What’s Soundcloud? from thewavingcat on Vimeo.

  • Just for clarification, my wording here was very awkward indeed. The shirts we’ve had printed through Spreadshirt were great so far. What I meant was: Maybe we should print them in bulk. Sorry if that caused confusion.

Music 2.0 Dinner in Berlin


Last Friday, I was very happy to get the chance to attend the first Berlin Music 2.0 dinner. (Thanks a lot to David of Hobnox for organizing it!) Over yummy pasta & wine a fun crowd of people discussed where online music is going (and how sad it is to see the RIAA shooting down another great service, Muxtape).

So who was there? At the table were Eric of Soundcloud (Soundcloud also sponsored the first Berlin Likemind recently), Anthony and Taylor of the HypeMachine, Thomas of P3000, and EJ, the head behind The Next Web. More folks and friends joined in later.

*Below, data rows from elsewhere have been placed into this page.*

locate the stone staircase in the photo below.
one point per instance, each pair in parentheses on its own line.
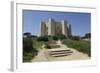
(60,53)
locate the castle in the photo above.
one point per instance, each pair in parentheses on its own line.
(55,28)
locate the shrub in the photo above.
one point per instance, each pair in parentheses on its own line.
(82,46)
(42,39)
(75,38)
(28,50)
(55,38)
(47,46)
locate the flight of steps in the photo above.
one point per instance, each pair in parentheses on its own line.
(60,53)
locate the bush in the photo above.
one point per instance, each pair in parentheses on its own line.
(55,38)
(75,38)
(82,46)
(28,50)
(47,46)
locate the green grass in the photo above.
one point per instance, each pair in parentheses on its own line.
(82,46)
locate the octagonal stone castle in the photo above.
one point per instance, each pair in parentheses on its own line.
(55,28)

Three things connected all of us there: We love music; we work for the internets; and we share a passion for Berlin. Make sure to check out EJ’s post about why Berlin is one rocking start-up city. (Hint: Low rents are one point, but not the most important one.)

It was good fun, and showed me again that there’s so much going on in Berlin, we just need to meet up more often. So I’m looking forward to round two of both Likemind and the Music 2.0 dinner. If you’re in town, make sure to drop by.